The next afternoon, the men of the 442nd traveled to a new encampment, where they came across some old friends. For the Buddhaheads in particular, it was a joy to meet up with the men of the 100th Infantry Battalion. They sat in circles on the grass swapping news, talking story, showing one another photographs and letters from home.
It didn’t take long for the 442nd men to see that these weren’t the same guys they had known back home, nor were they the swaggering recruits with whom they had been briefly reunited at Camp Shelby. The men of the 100th had survived months of brutal fighting in southern Italy, and it had taken a toll on them.
Sometimes they looked off into space or got up and walked away in the middle of a conversation. They weren’t unfriendly, but the new arrivals could see at a glance that there was something hardened about them now.
The next day, the 100th was formally attached to the 442nd RCT. In recognition of their extraordinary valor in southern Italy, the men of the 100th were allowed to keep their original designation and were called the 100th Infantry Battalion (Separate). Now, finally, the Nisei soldiers were all together, a single all–Japanese American fighting force.
Over the next two weeks, Nisei troops traveled north by truck, creeping toward the front lines and the German forces in western Tuscany. With each stop, their living conditions grew more spartan. There were no tents now. They slept in hay barns or under the stars. The civilians they encountered were, if anything, even poorer and more desperate here than those in Naples and Anzio. The faces of some were blackened with soot from living in caves, cooking over charcoal fires, eating whatever they could scavenge. And yet, as they passed some farmhouses—those that were still intact—Italians, mostly older people, ventured cautiously out to greet and encourage them.
As they approached the front lines, the terrain began to change too. The open coastal plain gave way first to rolling hills and then to forested ridges rising up toward mountain ranges. The Nisei troops began to see something most of them had never seen before: dead German soldiers, lying sprawled in fields or in ditches. The 442nd men stared silently at the corpses. The 100th guys didn’t even seem to notice them.
On June 25, the men clambered out of their trucks and marched fifteen miles up narrow, winding roads into the hills. Shells whistled regularly over their heads now, fired from somewhere behind them—their own artillery pounding whatever it was that lay in the hills ahead.
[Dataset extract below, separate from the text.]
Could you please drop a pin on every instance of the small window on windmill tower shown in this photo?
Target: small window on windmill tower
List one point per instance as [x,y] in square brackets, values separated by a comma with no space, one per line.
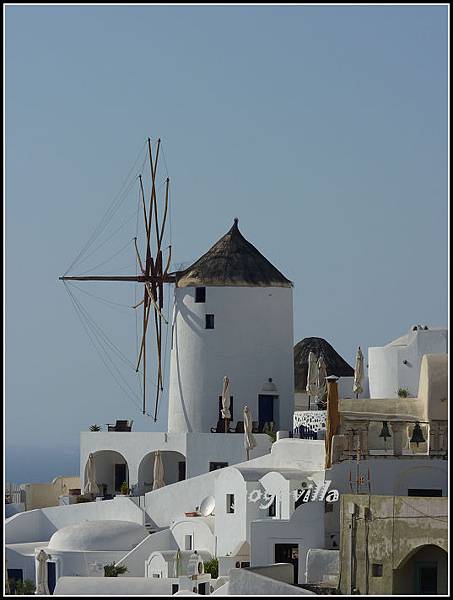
[200,294]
When they encamped that night, Chaplains Yamada and Higuchi gathered as many of their men as they could, and they knelt together in the dirt and prayed. Whether they were religious or not, whether they were Buddhist or Christian or Shinto or none of the above, whether or not they had ever prayed in their lives, the men all prayed together now as the earth trembled and flashes of light lit up in the hills ahead. In the morning they were to attack.
Few of them slept, despite the long hike. They lay on the cold ground, looking up at the stars and wondering what battle would be like. But they couldn’t know. They couldn’t know that they were about to see and do things that would change them utterly. They couldn’t yet understand that they were about to step off the edge of the world.